LES MEMBRES DU CONSEIL DE SÉCURITÉ DE L’ONU DONNENT LE FEU VERT POUR TRADUIRE PAUL BIYA DEVANT LA CPI
Dans la nuit du 24 mai 2018, les images du carnage orchestré par l’armée camerounaise à Menka, village de la localité de Santa, avaient fait le tour du monde. Des femmes, enfants sommairement exécutés ou pendus, des corps traînant par terre dans des mares de sang. Le porte-parole de l’armée camerounaise avait justifié ces massacres en affirmant qu’ils sont survenus après un assaut de l’armée dans un hôtel où étaient logés des terroristes. Les États-Unis avaient accusé l’armée camerounaise de perpétrer des » assassinats ciblés « . Des personnes du troisième âge brûlées, des villages entiers incendiés, constituent une violation de la Convention de Genève sur le traitement des prisonniers de guerre. Les images de la guerre dans les deux régions anglophones, parfois partagées dans les réseaux sociaux par des soldats camerounais eux-mêmes, sont collectées et archivées.
Fuh Elisabeth Atanba, une avocate anglophone réfugiée aux États-Unis , a déjà réussi à convaincre 10 des 15 membres Conseil de sécurité des Nations Unies qu’un mandat d’arrêt international soit lancé par la Cour pénale internationale (CPI) contre le chef d’État et chef des Armées Paul Biya.
Les avocats du régime Biya soutiennent qu’il est immunisé contre les griffes de la CPI parce que le Cameroun, bien qu’ayant signé le statut de Rome, ne l’a jamais ratifié. Ce qui n’est que partiellement vrai. Effectivement, le Cameroun, après avoir signé, n’a pas ratifié le Statut de Rome du 17 juillet 1998 qui est entré en vigueur depuis le 17 juillet 2002, et qui crée la Cour Pénale Internationale . Le Cameroun n’a donc pas accepté sa compétence comme le dispose l’article 12-3 ne peut donc se permettre de saisir la CPI sur des cas de crimes relevant de sa compétence. Ce qui veut dire que le Procureur de la CPI ne peut, de sa propre initiative ouvrir une enquête sur les crimes de guerre commis sur le territoire camerounais, tel que le stipule l’article 12-2.

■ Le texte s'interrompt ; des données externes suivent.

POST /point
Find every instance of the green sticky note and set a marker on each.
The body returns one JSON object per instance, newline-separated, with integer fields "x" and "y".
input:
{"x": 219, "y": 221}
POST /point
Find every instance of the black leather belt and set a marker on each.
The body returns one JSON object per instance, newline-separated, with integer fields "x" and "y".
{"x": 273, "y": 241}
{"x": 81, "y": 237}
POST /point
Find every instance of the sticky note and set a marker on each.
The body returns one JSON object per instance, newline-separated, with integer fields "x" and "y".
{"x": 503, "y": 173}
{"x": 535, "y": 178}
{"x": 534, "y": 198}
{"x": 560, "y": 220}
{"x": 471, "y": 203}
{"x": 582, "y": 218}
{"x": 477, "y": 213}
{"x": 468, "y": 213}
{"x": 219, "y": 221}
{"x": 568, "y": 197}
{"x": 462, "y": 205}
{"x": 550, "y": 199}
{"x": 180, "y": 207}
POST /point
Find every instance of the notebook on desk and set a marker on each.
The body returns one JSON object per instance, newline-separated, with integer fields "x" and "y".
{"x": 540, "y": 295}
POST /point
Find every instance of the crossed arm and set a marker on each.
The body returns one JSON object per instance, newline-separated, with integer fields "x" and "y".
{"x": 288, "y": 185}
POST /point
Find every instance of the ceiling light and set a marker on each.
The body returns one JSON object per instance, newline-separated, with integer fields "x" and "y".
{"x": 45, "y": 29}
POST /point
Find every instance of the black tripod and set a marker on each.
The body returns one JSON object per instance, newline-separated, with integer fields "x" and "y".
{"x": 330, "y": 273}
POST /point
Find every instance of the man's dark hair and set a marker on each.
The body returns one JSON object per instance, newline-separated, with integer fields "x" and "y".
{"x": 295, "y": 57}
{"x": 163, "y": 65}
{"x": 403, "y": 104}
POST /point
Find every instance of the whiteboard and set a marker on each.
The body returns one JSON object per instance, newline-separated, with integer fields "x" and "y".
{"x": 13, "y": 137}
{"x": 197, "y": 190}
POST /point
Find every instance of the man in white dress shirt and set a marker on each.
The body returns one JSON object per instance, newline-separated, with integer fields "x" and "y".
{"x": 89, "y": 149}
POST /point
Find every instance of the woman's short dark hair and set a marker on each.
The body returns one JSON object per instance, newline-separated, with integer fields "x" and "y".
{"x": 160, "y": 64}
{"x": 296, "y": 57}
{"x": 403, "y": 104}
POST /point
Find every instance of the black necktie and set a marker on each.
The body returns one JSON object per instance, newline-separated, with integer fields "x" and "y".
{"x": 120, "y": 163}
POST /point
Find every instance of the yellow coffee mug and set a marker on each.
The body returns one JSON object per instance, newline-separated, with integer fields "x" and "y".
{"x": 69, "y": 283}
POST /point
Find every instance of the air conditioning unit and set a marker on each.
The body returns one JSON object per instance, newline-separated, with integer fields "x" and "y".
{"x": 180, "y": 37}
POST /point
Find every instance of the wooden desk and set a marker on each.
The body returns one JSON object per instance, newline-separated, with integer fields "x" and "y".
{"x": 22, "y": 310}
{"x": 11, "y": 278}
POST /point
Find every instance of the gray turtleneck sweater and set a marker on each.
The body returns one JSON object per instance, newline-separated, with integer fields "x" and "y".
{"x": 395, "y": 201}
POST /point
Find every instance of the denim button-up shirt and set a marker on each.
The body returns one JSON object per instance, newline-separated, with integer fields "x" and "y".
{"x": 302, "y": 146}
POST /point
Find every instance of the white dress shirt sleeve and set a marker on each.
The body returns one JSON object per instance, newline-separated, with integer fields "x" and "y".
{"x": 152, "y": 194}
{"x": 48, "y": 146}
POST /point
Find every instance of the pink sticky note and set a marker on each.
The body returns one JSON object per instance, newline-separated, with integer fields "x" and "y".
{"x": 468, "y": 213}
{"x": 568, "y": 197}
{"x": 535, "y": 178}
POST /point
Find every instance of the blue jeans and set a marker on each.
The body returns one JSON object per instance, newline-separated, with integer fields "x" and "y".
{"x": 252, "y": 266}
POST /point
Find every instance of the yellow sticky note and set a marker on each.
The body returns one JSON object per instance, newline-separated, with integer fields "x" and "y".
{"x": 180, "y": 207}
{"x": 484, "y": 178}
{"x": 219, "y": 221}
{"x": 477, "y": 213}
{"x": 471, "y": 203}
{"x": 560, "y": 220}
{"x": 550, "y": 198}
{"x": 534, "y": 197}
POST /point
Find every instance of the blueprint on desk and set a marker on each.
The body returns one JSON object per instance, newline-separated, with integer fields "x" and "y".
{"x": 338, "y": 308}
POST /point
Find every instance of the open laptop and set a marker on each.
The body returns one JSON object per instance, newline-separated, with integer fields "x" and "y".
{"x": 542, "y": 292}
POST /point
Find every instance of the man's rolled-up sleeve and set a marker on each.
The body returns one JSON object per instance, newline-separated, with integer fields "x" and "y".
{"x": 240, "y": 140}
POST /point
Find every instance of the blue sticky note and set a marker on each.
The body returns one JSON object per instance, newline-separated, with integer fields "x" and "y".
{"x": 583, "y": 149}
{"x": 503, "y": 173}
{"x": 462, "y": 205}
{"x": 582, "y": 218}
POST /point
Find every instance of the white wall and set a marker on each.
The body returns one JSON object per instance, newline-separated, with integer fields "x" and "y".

Toutefois , le Cameroun étant membre des Nations Unies depuis le 20 septembre 1960, la CPI a le droit d’exercer sa compétence sur le territoire camerounais en vertu de l’article 13 paragraphe b qui dispose que la CPI exerce sa compétence » si une situation dans laquelle un ou plusieurs de ces crimes paraissent avoir été commis est déférée au Procureur par le Conseil de sécurité agissant en vertu du chapitre VII de la Charte des Nations Unies « . C’est donc dans cette brèche que s’engouffre l’avocate anglophone pour déclencher l’action du Conseil de sécurité de l’ONU.
Le chapitre VII de la Charte des Nations Unies porte sur l’action en cas de menace de la paix ou de rupture de la paix. Et justement les chiffres de l’ONU indiquent que 160 000 anglophones ont déjà fui leurs villes et villages, et 21 000 se sont réfugiés dans les pays voisins, et particulièrement au Nigéria. Le Haut commissaire aux droits de l’Homme des Nations Unies vient de faire une sortie pour fustiger le gouvernement camerounais sur les atteintes graves aux droits de l’Homme dans les régions anglophones et l’exécution sommaire de deux femmes dont l’une avec un bébé sur le dos et l’autre tenant son enfant, dans la région de l’extrême nord.
En prenant en compte tous ces éléments, l’article 13 alinea b du Statut de Rome permet au Conseil de sécurité de l’ONU de saisir la CPI par résolution. Et de ce fait, conformément à l’article 16, la Cour pourrait déclencher l’action publique 12 mois après la saisine.
On se rappelle que le Soudan n’avait même jamais signé le Statut de Rome, donc ne faisait pas partie de la CPI. Mais les États-Unis avaient demandé au Conseil de sécurité de l’ONU de saisir le Procureur de la CPI. Et c’est ainsi que fut adoptée la résolution n°1593 du 31 mars 2005 que le Conseil de sécurité des Nations Unies a saisi la CPI pour des poursuites judiciaires contre Omar El Bechir, lequel fut placé sous mandat d’arrêt international, bien qu’occupant les fonctions de chef d’État.
En refusant de ratifier le Statut de Rome, les conseillers de Paul Biya lui ont fait croire qu’il était à l’abri des poursuites devant la CPI. Mais ce conflit armé et filmé, risque d’entraîner bon nombre de dignitaires du régime et les commandants des opérations dans les cellules de la Haye.